Web mining is the application of data mining techniques to discover patterns from the World Wide Web. It uses automated methods to extract both structured and unstructured data from web pages, server logs and link structures. There are three main sub-categories of web mining. Web content mining extracts information from within a page. Web structure mining discovers the structure of the hyperlinks between documents, categorizing sets of web pages and measuring the similarity and relationship between different sites. Web usage mining finds patterns of usage of web pages.
Web usage mining is the application of data mining techniques to discover interesting usage patterns from Web data in order to understand and better serve the needs of Web-based applications. Usage data captures the identity or origin of Web users along with their browsing behavior at a Web site.
Web usage mining essentially has many advantages which makes this technology attractive to corporations including government agencies. This technology has enabled e-commerce to do personalized marketing, which eventually results in higher trade volumes. Government agencies are using this technology to classify threats and fight against terrorism. The predicting capability of mining applications can benefit society by identifying criminal activities. Companies can establish better customer relationship by understanding the needs of the customer better and reacting to customer needs faster. Companies can find, attract and retain customers; they can save on production costs by utilizing the acquired insight of customer requirements. They can increase profitability by target pricing based on the profiles created. They can even find customers who might default to a competitor the company will try to retain the customer by providing promotional offers to the specific customer, thus reducing the risk of losing a customer or customers.

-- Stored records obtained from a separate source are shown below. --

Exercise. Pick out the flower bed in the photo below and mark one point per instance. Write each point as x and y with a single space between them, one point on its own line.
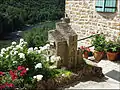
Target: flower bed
35 68
86 73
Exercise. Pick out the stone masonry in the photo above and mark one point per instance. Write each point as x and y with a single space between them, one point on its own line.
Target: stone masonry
86 21
65 40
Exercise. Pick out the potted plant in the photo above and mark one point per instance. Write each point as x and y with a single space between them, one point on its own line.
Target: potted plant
98 42
85 51
112 49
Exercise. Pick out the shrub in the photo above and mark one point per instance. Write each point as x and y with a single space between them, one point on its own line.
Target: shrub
21 66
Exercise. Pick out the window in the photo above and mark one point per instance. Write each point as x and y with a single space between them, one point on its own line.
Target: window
106 5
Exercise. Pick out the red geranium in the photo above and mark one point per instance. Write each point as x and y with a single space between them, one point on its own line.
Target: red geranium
84 49
9 85
20 68
23 72
13 74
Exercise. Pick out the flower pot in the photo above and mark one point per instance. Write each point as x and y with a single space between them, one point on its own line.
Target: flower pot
118 56
112 55
98 55
85 55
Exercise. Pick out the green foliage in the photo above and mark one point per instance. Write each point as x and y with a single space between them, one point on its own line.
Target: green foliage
39 35
14 14
98 42
112 46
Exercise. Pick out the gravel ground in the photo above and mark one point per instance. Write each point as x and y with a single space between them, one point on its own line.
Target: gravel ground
107 82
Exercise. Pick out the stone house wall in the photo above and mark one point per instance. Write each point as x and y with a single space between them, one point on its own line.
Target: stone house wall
85 20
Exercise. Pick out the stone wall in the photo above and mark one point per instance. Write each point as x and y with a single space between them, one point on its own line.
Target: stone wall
86 21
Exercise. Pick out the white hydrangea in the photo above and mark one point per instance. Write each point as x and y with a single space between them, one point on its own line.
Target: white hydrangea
30 50
8 48
58 58
21 55
19 47
63 75
52 58
39 65
1 55
27 69
12 52
47 58
3 50
47 46
14 62
14 43
38 77
39 51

More benefits of web usage mining, particularly in the area of personalization, are outlined in specific frameworks such as the probabilistic latent semantic analysis model, which offer additional features to the user behavior and access pattern. This is because the process provides the user with more relevant content through collaborative recommendation. These models also demonstrate a capability in web usage mining technology to address problems associated with traditional techniques such as biases and questions regarding validity since the data and patterns obtained are not subjective and do not degrade over time. There are also elements unique to web usage mining that can show the technology’s benefits and these include the way semantic knowledge is applied when interpreting, analyzing, and reasoning about usage patterns during the mining phase.
Web usage mining itself can be classified further depending on the kind of usage data considered:
- Web server data: The user logs are collected by the Web server. Typical data includes IP address, page reference and access time.
- Application server data: Commercial application servers have significant features to enable e-commerce applications to be built on top of them with little effort. A key feature is the ability to track various kinds of business events and log them in application server logs.
- Application level data: New kinds of events can be defined in an application, and logging can be turned on for them thus generating histories of these specially defined events. Many end applications require a combination of one or more of the techniques applied in the categories above.